Mehr Luft nach oben im Regionalverkehr sieht auch die Deutsche Bahn. "Das Angebot im ÖPNV kann noch besser werden", sagte Evelyn Palla, Vorständin Regionalverkehr bei dem bundeseigenen Konzern. "Und wenn es besser wird, fahren deutlich mehr Menschen mit Bus und Bahn".
Palla verwies auf das Pilotprojekt "Smile24" in Schleswig-Holstein, das Menschen auch abseits großer Städte und ohne eigenes Auto rund um die Uhr mobil machen soll. Dazu gibt es zusätzliche Buslinien, On-demand-Shuttles sowie Kurzzeitmieten von Autos und Rädern.
Sichere Radwege sind aus Sicht vieler Radler Mangelware
Die Teilnehmer der Umfrage wurden zudem gefragt, ob sie sich im Rad- und Fußverkehr sicher fühlen. Nicht einmal jeder Zweite (44 Prozent) gab an, dass ihm ausreichend sichere Radwege zur Verfügung stehen. Mehr als jeder vierte Radfahrer (27 Prozent) sieht in diesem Bereich Rückschritte und fühlt sich unsicherer als vor fünf Jahren. Fast die Hälfte (48 Prozent) sieht keine Veränderung, wohingegen sich jeder Vierte sicherer fühlt (25 Prozent).

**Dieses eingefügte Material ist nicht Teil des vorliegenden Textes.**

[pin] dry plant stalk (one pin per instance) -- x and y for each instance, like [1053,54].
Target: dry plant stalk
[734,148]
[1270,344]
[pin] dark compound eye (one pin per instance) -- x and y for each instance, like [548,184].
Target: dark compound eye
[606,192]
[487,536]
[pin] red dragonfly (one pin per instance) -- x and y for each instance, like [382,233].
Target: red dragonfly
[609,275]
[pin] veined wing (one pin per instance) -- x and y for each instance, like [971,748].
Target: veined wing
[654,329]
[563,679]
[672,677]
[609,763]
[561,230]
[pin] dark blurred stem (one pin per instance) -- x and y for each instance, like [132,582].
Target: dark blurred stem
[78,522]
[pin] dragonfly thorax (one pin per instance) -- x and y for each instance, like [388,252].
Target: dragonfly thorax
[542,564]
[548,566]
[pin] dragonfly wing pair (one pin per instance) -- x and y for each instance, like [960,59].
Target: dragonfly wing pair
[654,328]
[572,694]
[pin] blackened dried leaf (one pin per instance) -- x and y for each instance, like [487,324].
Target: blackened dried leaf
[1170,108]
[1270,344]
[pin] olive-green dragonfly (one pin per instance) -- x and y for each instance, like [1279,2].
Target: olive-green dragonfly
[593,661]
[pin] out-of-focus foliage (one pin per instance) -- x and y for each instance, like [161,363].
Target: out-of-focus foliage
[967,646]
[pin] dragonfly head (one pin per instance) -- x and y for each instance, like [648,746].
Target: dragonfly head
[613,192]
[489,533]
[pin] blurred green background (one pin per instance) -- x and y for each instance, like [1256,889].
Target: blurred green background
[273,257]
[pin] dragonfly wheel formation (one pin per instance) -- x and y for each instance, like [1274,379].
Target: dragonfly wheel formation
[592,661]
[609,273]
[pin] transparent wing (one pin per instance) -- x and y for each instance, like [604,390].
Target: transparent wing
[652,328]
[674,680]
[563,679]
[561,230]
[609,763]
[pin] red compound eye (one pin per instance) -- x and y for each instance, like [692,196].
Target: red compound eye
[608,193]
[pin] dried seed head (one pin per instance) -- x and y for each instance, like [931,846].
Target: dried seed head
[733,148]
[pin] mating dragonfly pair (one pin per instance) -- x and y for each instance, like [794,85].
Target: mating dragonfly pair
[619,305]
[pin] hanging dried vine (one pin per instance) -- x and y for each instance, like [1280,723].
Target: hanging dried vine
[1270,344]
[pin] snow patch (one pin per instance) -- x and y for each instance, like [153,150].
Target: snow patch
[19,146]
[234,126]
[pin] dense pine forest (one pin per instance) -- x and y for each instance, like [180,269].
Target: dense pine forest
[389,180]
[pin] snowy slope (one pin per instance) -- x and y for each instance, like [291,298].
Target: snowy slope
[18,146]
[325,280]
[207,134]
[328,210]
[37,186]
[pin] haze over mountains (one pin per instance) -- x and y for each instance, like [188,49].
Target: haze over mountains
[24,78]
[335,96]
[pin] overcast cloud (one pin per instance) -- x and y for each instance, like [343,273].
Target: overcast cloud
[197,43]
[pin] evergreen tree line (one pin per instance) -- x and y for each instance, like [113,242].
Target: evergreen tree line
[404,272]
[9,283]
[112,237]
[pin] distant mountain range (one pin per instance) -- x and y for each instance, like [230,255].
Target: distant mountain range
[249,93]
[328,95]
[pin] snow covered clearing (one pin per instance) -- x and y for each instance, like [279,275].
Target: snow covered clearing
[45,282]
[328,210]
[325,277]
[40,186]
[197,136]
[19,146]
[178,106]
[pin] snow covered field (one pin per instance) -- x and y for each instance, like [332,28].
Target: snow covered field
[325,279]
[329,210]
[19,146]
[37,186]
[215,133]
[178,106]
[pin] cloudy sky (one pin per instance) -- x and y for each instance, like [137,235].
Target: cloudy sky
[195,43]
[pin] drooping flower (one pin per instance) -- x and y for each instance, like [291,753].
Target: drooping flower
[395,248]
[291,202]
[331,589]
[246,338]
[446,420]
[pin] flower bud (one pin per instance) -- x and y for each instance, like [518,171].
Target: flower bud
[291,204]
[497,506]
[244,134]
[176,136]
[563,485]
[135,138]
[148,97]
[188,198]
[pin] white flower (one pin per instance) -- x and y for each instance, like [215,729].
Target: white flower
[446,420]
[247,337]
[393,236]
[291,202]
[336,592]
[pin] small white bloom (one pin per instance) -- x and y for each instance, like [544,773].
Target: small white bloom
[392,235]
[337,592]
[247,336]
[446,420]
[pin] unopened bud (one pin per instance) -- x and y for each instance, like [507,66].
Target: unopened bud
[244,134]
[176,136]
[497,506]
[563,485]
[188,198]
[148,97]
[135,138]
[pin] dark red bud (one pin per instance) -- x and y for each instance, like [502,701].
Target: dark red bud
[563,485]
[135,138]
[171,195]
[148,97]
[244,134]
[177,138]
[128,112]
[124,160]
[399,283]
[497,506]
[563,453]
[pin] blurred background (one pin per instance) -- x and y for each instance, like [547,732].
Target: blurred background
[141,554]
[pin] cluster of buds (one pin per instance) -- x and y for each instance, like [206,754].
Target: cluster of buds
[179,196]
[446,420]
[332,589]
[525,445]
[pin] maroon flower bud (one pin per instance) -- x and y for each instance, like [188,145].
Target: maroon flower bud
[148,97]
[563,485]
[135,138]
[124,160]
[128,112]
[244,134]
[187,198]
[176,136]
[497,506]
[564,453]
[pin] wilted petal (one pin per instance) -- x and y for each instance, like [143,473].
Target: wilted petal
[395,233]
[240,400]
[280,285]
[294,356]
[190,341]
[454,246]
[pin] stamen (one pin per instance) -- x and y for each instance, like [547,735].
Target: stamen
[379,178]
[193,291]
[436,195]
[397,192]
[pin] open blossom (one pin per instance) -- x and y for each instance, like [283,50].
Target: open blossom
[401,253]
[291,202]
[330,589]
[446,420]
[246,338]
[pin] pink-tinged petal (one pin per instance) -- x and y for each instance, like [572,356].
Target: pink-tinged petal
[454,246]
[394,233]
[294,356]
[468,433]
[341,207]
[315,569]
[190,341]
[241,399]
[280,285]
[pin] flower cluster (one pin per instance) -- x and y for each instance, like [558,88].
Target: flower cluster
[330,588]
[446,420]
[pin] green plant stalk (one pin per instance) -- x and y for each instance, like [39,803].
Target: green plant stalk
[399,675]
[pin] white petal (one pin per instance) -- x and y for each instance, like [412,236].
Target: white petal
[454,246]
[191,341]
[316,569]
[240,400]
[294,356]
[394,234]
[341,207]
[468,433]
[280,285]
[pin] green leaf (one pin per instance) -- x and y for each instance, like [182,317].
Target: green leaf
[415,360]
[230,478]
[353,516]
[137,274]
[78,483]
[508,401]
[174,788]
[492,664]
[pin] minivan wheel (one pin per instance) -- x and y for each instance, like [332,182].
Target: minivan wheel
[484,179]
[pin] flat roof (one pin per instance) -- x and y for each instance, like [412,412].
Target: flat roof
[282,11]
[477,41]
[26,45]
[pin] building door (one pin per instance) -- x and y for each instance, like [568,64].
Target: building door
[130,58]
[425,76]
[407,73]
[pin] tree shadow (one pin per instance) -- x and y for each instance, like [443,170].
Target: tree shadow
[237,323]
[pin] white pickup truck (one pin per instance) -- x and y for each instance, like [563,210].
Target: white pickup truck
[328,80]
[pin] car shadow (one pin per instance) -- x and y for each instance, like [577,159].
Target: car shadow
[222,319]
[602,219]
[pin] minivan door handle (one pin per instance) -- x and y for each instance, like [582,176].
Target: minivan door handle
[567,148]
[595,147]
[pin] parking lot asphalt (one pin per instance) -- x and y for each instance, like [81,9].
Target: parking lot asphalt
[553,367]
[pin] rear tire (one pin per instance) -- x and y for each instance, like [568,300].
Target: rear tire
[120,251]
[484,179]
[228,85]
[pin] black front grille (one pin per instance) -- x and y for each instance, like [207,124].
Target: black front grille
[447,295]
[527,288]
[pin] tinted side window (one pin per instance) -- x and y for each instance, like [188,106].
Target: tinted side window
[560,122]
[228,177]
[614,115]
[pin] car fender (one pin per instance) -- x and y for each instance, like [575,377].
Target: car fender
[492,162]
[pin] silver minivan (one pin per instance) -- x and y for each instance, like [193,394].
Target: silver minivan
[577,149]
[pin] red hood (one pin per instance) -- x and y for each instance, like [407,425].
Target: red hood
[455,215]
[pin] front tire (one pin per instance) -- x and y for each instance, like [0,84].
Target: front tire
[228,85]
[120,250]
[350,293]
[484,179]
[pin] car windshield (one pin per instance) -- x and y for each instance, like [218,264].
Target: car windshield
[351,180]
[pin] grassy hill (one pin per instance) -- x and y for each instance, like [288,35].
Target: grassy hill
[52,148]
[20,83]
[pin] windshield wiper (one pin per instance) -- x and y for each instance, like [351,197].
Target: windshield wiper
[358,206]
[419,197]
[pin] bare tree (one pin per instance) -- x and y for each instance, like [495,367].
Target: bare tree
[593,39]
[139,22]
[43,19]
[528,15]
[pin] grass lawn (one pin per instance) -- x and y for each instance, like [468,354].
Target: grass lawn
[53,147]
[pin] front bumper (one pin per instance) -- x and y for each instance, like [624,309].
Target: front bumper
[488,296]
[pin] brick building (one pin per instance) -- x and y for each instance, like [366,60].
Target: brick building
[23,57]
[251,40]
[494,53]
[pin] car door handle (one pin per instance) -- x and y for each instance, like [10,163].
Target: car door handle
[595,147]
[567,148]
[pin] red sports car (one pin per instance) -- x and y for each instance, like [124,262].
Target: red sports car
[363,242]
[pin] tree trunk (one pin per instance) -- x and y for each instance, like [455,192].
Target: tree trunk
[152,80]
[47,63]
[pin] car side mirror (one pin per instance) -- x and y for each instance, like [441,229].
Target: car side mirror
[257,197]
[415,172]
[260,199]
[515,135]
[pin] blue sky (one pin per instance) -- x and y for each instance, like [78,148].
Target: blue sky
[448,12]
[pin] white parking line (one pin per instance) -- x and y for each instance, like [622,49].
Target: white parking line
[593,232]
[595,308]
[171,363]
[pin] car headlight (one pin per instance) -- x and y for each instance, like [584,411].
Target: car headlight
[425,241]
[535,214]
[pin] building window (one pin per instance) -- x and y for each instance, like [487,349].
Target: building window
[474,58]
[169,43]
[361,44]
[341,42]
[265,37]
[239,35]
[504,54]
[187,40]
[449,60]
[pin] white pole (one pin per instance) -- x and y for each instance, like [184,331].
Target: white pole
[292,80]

Zu Fuß fühlt sich fast jeder Vierte (23 Prozent) unsicherer, 62 Prozent sehen keine Veränderung, und 15 Prozent fühlen sich sicherer als vor fünf Jahren. Manfred Wirsch, Präsident des Deutschen Verkehrssicherheitsrats, nannte die Zahlen erschreckend. "Der Fußverkehr muss der Prüfstein sein, ob unser Verkehrssystem denen, die am meisten Schutz benötigen, gerecht wird." Zu Fuß gingen Kinder zur Schule, zu Fuß gingen ältere Menschen und zu Fuß gingen Menschen mit Behinderung. "Wenn diese Menschen sich nicht sicher fühlen, nicht sicher zur Haltestelle gelangen können, dann verwehren wir ihnen Teilhabe am selbstbestimmten Leben." (dpa/bearbeitet von lla)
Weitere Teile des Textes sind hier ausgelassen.